Informatieplicht in het douanerecht

Vzr. Rechtbank Utrecht 23 november 2011, LJN BU6248 (eiser tegen DHL Express en Staat der Nederlanden)

Informatieplicht in het douanerecht. Modelrechten op elektronica. Opheffing strafrechtelijk beslag.

Eiser drijft een webshop in elektronica-artikelen en heeft diverse artikelen uit China ingekocht. DHL is een logistieke dienstverlener. Tijdens een controle zijn door de douane goederen aangetroffen die mogelijk inbreuk maken op IE-rechten (modelrecht) van Nintendo, Apple, Intel en Microsoft. Daarvan is melding gemaakt bij de rechthebbenden, waarop zij binnen 10 werkdagen aan kunnen geven of zij hiertegen wensen te ageren.

Eiser is niet geïnformeerd over de status van deze zendingen en stelt Douane en DHL aansprakelijk wegens onrechtmatige (overheids)daad. DHL heeft eiser niet (juist) geïnformeerd over de reden van vertraging van de zendingen en afleverplaats / tijd. Douane heeft gericht de zendingen tegengehouden en had eiser moeten informeren conform het Handboek Douane (art. 6.14.4).

De door eiser gevorderde stukken worden in het geding gebracht door gedaagden, nu deze stukken wél in het bezit zijn, is vordering I onvoldoende onderbouwd.

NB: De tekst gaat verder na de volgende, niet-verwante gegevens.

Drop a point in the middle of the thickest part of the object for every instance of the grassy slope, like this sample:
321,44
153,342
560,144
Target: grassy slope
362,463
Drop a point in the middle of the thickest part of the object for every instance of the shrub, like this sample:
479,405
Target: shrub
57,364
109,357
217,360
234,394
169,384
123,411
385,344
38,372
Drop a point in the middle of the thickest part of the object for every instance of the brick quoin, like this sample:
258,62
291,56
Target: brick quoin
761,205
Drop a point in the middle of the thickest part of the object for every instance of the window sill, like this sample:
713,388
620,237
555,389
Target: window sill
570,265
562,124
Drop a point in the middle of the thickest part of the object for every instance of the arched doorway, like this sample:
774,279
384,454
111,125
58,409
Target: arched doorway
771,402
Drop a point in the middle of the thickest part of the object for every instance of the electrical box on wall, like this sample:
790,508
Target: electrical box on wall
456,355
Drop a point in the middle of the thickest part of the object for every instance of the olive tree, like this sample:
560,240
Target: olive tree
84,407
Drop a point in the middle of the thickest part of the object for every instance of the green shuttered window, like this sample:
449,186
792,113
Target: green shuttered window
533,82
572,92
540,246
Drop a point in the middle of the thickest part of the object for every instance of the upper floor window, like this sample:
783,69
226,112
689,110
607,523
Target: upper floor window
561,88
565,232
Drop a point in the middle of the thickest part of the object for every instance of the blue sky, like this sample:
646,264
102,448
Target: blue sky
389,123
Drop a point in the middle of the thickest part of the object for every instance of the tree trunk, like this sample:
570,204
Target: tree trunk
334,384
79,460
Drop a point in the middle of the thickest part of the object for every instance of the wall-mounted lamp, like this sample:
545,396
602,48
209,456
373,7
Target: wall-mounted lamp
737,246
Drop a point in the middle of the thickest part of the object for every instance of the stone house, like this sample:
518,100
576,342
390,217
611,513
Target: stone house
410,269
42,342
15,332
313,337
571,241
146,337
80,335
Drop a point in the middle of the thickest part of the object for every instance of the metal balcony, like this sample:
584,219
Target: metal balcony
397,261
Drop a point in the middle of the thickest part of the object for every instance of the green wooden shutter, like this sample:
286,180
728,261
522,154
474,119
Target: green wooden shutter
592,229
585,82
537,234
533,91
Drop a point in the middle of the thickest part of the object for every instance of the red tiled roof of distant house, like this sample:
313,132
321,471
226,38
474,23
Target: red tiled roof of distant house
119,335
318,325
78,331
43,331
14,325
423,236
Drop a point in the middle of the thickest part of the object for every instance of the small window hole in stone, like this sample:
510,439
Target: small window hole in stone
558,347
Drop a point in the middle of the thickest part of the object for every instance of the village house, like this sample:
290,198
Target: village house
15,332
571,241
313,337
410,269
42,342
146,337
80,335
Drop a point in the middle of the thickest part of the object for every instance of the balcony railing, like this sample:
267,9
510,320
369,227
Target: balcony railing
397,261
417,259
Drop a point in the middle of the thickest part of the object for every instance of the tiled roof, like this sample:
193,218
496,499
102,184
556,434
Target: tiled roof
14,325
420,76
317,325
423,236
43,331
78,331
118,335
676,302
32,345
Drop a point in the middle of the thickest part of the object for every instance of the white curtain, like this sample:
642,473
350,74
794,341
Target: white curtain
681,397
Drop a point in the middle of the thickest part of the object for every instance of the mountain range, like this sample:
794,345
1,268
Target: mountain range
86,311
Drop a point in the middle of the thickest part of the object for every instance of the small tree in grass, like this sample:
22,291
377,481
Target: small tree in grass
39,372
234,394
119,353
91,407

Uit het vervoersrecht en de douanewetgeving volgt verder geen informatieplicht jegens de geadresseerde van de zending. Uit de omstandigheden blijkt dat eiser wel regelmatig is geïnformeerd over de status en redenen van vertraging. Nu blijkt dat alle goederen die zijn vrijgegeven al zijn bezorgd, valt er niets meer te bezorgen bij eiser en wordt de vordering tot bezorging afgewezen. Eiser is niet-ontvankelijk in kort geding tot opheffing van het strafrechtelijk beslag, omdat hiertoe een ander rechtsmiddel openstaat, namelijk een klaagschriftprocedure ex art. 552a Sv.

Eiser wordt veroordeeld in de kosten aan de zijde van DHL en Staat, beiden begroot op €1.376.

Informatieverstrekking
4.2. (...) Ter mondelinge behandeling heeft de advocaat van [eiser] opgemerkt dat dit de stukken zijn waar [eiser] om heeft verzocht. De voorzieningenrechter gaat er daarom vanuit dat met deze informatie reeds aan het gevorderde onder I is voldaan. Mocht de overgelegde informatie toch niet volledig zijn, dan had het – mede gelet op het feit dat alle stukken vóór de mondelinge behandeling aan de advocaat van [eiser] zijn toegestuurd en [eiser] ook tijdens de schorsing van de mondelinge behandeling de mogelijkheid heeft gehad om de stukken te bekijken – op de weg van [eiser] gelegen zich daarop te beroepen. Nu hij dat niet heeft gedaan, heeft [eiser] zijn belang bij de vordering onder I onvoldoende onderbouwd, zodat deze vordering reeds om die reden moet worden afgewezen.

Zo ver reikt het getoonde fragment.